Posted September 10th, 2012 in Water Supply
A two-part article on WKSU’s website delves into recent research attempting to understand the causes of harmful and often very large algal blooms in Lake Erie. The potential negative impacts these blooms can have include depleting nutrients from the waterway, endangering fish and wildlife health, and causing economic concerns by prohibiting or discouraging recreation, tourism, and other industries.
Part one of the article delves into one major contributor identified by the research: agriculture.
“Financial viability is the bottom line for most farmers here along the Maumee River. The Maumee passes through 4.5-million acres of farmland before entering Lake Erie at Toledo. Along the way it picks up a lot of topsoil from farm fields. Attached to that soil are fine particles of phosphorus, one of the nutrients that helps crops grow, but also feeds algae blooms. No-till farming has reduced particulate phosphorus runoff by nearly 40-percent. But researchers from Heidelberg University say their thirty years of water quality data shows that another form of phosphorus – called dissolved phosphorus – has risen dramatically in recent years. And to reduce that nutrient enough to curb Lake Erie algae blooms will take a whole new set of techniques.”
The second article describes another common source of phosphorous and other problem substances – stormwater and sewage.
“The sport fishing industry, beach resorts, amusement parks – all took a hit from the 2011 algae outbreak. Connor says cities …not just farms…have to do more to stay on top of it.
Overflows from sewage systems that collect storm water and waste water are a fairly regular occurrence in Cleveland, Toledo, Detroit and other communities around the lake. And it’s a huge cost to fix it.”
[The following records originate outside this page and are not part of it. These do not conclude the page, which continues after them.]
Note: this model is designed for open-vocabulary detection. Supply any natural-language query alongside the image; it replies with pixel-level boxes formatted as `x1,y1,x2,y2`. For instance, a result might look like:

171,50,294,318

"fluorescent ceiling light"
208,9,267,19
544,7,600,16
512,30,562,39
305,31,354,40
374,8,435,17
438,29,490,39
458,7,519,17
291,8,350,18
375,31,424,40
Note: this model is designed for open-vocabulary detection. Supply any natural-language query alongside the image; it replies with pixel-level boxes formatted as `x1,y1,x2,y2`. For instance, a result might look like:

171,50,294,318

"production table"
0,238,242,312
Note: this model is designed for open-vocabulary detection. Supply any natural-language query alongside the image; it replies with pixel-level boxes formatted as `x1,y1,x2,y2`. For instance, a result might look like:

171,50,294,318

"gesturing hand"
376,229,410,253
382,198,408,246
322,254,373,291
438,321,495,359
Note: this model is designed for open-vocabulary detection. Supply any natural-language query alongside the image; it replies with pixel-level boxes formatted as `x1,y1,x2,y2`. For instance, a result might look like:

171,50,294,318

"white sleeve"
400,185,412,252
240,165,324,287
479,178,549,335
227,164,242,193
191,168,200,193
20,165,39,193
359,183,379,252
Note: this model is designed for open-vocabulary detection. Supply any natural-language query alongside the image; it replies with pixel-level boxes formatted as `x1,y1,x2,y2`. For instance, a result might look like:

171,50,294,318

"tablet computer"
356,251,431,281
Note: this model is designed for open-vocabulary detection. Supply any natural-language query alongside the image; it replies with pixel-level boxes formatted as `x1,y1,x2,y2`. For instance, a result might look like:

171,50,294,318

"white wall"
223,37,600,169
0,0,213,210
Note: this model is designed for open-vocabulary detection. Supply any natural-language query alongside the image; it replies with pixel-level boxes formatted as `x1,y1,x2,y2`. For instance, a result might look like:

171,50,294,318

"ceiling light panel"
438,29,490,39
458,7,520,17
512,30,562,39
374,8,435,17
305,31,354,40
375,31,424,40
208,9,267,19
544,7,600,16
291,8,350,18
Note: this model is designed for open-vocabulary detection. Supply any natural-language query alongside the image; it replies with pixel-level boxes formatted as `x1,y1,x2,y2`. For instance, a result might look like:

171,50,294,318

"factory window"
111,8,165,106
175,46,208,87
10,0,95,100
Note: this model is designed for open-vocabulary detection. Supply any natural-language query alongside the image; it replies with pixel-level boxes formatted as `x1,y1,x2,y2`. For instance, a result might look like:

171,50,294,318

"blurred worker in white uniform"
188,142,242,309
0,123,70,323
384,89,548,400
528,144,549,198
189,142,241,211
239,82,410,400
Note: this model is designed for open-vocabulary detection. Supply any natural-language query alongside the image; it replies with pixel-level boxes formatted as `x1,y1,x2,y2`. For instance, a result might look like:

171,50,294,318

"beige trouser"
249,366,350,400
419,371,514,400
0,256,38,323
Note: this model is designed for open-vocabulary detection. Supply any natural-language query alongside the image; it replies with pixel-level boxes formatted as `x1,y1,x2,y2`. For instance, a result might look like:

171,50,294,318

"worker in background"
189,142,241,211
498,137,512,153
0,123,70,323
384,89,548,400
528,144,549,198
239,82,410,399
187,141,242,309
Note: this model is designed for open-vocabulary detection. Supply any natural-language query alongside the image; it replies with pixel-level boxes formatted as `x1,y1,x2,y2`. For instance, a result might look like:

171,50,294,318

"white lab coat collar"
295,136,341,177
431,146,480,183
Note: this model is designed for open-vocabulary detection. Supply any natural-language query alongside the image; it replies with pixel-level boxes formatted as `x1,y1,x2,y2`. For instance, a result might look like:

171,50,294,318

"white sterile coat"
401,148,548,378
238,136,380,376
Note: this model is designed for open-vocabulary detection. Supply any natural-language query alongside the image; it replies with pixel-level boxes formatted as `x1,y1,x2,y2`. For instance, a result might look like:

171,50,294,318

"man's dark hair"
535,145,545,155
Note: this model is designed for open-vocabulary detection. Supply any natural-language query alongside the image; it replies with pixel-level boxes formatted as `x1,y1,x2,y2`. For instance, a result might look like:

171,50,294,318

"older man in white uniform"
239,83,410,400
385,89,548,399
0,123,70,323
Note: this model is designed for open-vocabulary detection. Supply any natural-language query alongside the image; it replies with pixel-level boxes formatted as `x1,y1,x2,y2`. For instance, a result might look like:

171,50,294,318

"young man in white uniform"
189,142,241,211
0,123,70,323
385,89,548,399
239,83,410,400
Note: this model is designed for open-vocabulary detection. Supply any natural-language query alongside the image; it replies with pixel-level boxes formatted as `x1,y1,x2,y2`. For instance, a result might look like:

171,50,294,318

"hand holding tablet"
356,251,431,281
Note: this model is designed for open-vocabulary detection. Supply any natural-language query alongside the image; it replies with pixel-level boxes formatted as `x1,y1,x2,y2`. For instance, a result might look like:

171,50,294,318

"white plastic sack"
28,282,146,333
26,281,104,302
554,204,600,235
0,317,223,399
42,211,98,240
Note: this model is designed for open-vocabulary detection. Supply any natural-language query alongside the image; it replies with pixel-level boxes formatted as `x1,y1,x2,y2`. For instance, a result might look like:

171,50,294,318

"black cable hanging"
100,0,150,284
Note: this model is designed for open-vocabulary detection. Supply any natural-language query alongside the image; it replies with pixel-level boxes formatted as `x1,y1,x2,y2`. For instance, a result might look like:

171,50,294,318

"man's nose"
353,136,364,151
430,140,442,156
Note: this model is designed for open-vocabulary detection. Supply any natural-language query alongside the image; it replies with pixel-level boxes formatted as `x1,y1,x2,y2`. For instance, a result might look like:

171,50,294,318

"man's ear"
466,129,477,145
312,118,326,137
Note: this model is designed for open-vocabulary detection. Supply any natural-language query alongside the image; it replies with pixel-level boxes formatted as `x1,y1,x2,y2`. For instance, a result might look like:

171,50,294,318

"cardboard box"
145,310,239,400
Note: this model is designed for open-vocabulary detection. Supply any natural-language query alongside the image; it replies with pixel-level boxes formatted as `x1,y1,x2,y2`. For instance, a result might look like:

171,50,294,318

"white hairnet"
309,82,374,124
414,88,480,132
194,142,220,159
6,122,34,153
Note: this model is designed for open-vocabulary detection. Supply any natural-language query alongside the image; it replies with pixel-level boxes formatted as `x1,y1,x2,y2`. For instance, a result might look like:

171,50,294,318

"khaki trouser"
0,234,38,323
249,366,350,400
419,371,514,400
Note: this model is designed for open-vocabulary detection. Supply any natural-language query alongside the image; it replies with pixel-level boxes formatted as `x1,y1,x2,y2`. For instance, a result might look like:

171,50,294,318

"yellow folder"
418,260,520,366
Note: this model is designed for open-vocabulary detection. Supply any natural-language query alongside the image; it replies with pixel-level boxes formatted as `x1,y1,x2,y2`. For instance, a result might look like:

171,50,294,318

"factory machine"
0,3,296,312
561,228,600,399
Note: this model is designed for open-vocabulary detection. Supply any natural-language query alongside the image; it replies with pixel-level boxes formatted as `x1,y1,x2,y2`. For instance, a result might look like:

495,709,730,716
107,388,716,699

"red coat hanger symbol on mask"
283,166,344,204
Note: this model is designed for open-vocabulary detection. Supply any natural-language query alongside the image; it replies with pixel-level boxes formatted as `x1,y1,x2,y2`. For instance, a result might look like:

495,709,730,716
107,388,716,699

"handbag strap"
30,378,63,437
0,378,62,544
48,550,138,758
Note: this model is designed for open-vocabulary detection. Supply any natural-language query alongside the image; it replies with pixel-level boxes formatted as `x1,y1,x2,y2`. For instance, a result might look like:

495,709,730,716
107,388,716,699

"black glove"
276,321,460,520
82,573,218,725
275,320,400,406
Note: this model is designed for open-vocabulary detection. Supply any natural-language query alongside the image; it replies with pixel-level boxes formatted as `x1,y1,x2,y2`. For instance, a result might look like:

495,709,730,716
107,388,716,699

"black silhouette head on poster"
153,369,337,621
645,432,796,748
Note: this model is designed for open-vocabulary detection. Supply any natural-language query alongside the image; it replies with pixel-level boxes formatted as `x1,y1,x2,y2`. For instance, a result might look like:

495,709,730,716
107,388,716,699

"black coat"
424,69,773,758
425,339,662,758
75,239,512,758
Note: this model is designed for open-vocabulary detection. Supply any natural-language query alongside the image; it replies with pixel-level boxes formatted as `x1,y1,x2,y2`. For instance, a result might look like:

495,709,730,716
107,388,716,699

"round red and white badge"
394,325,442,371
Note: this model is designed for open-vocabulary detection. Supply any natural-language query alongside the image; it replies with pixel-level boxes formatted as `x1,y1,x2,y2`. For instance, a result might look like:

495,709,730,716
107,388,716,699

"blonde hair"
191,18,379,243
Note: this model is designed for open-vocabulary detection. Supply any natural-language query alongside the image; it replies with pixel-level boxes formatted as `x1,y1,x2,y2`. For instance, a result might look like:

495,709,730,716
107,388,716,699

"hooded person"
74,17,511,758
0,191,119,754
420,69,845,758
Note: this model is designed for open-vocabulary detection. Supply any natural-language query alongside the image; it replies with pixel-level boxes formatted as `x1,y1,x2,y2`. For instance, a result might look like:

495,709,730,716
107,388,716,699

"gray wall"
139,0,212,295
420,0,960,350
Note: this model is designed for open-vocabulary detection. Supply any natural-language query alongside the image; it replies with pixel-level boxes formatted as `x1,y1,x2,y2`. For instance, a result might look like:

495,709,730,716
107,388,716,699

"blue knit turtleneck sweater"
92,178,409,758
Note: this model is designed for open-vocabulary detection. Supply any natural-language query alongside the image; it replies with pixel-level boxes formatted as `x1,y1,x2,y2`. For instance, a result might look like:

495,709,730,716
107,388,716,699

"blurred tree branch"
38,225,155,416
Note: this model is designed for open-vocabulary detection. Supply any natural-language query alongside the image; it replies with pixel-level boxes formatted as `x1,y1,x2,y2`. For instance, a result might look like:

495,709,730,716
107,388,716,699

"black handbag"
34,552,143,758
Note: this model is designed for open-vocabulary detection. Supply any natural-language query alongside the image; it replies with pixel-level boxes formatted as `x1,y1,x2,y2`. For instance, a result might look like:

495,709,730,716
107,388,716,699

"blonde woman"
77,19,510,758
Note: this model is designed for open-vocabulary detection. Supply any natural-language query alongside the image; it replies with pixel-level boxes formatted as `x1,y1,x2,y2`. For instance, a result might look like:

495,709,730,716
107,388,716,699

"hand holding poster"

There is a lot of interesting information in both articles, and the occurrence of and concern over these algal blooms isn’t limited to Lake Erie. All of the Great Lakes and other nearby waterways can be susceptible, so the results of studies such as these are important in helping communities prevent the same types of problems in their areas. Our friends at Michigan Sea Grant have produced a brochure for beach managers that outlines more information about algal blooms, and IISG has produced a card for homeowners that explains how to properly care for your lawn without contributing to the phosphorous problem.